Moving Proctor and Gamble shampoo from your manufacturing facility to a Wal-mart is one thing, software products have likely much more options.
We've seen the transition happen with the rise of the internet.
Software use to be sold like Campbell's soup at your local Best Buy -- there were boxes put on shelves (sometimes empty) but they had a box anyway. Sometimes there is a CD in there, if you could imagine and you paid some large up front some for a license.
Early days of software purchasing took the existing distribution model and copied it. It was successful and they piggy-backed on the trucks, trains, planes that carried all sorts of other things to distribute new products.
With the internet and faster computers and servers, it made it possible for software companies to be come software-as-a-service or SaaS for short. SaaS leverages remote computing/servers and allows for the code to be hosted on a remote server and delivered remotely too.
This new channel is now the internet and the storefront was Google. It probably still is Google for the most part.
Software vendor products can know put their products on "google shelves" or search result pages and sell it to their customers. Salesforce was one of the early adopters of this and they are still growing at leaps and bounds.
This is nothing new to be honest. We not take it for granted that we can software on-demand everywhere we go. This wasn't the case just a few years ago and a decade ago it seemed crazy but is not the norm with the lower costs of computing.
Knowing this is on thing, applying this to know what choices to make for your product is what we are trying to do here. Choose your distribution models wisely and which channels to exploit.
The most important thing and ties all this together for software product manager is this: strategy and execution are two sides of the same coin. In fact, the best products would seem as if it's all blended together where you cannot do one without the other.
The mindset to start thinking about is this: great products have superior distribution but what makes them have superior distribution in the first place? Great product makes the distribution seem easy, effortless and almost free. That's right, if distribution is almost free then this dramatically cuts down on customer acquisition costs and marketing. Let the product sell itself.
The other mindset to consider is retention. If you have 2 customer leaving for every 1 new customer walking in the door, your doors are going to close in no time. How to keep the existing customers happy so they won't churn and leave, how to ensure they make use of the product you've built and continue to strengthen the existing distribution channels and make them stronger as time goes on. What's what good product managers should think about as well.
One of the best frameworks we are have encountered is knowing, understanding and living the phenomenon of Network Effects.
Not all networks have network effects so keep that in mind.
Network effects examples include: AT&T (phone network), Facebook (Social network).
The network effects work to get people on the platform/network and once the connection is made, helps to transact money, information, conversations on the network.

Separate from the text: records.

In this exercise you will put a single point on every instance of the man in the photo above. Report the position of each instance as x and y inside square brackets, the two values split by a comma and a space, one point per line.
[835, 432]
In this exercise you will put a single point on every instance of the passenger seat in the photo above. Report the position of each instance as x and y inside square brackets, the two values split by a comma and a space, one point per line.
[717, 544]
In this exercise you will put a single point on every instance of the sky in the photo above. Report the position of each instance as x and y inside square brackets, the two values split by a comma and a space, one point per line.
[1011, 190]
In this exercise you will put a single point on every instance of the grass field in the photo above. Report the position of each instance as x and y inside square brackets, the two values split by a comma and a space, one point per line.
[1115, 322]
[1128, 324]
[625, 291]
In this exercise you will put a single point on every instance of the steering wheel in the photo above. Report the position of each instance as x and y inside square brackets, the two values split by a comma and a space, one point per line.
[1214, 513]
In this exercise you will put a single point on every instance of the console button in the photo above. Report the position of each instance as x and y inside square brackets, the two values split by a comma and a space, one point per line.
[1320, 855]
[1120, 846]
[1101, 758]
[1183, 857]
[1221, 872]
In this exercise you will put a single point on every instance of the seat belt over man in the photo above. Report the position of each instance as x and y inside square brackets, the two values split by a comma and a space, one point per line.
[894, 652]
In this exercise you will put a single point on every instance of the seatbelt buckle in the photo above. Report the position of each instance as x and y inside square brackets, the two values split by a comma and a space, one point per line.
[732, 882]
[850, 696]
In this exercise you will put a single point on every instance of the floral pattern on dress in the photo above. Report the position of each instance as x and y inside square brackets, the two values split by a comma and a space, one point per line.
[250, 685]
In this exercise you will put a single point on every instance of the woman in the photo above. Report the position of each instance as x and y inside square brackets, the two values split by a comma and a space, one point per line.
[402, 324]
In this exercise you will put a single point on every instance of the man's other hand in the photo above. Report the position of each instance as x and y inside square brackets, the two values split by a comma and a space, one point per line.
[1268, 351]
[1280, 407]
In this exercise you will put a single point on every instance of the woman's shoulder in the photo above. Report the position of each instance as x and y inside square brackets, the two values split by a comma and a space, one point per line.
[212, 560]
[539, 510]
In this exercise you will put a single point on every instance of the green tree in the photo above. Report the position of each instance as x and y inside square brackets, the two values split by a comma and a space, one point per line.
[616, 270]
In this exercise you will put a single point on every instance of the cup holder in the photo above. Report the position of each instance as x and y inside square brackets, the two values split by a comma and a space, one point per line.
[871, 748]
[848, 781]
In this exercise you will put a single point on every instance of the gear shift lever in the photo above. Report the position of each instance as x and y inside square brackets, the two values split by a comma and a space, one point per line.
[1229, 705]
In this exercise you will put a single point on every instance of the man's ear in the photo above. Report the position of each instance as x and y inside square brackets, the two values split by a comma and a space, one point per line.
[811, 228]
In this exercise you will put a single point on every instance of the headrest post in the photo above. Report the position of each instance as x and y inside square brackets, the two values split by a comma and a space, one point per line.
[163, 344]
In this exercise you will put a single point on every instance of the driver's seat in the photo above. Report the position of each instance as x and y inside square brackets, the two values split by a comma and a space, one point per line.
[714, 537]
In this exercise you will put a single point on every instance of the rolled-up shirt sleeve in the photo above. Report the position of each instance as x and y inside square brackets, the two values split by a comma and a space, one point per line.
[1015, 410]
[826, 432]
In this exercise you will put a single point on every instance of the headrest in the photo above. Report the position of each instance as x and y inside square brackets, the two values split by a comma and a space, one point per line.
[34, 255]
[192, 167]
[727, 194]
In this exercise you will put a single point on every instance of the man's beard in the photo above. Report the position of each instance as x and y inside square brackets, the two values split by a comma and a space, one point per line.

The network in these cases ARE the distribution or at least part of it for obtaining new users. It also allows already establish distribution channels to be reused the strengthened over time.
Lastly, networks allow your product (over time) to likely own a new distribution channel for you to sell ancillary products and services too. Think Facebook know having a Marketplace for users to buy and sell products.
There's a lot of cover on this topic and we'll be talking Product Managers and Network Effects more other articles in the future.
One of the best resources we'd found to learn more about Network Effects if from NFX and James Currier who is the managing partner at NFX. NFX is a venture-capital fund company the specializes in making investments into companies they say having network effects.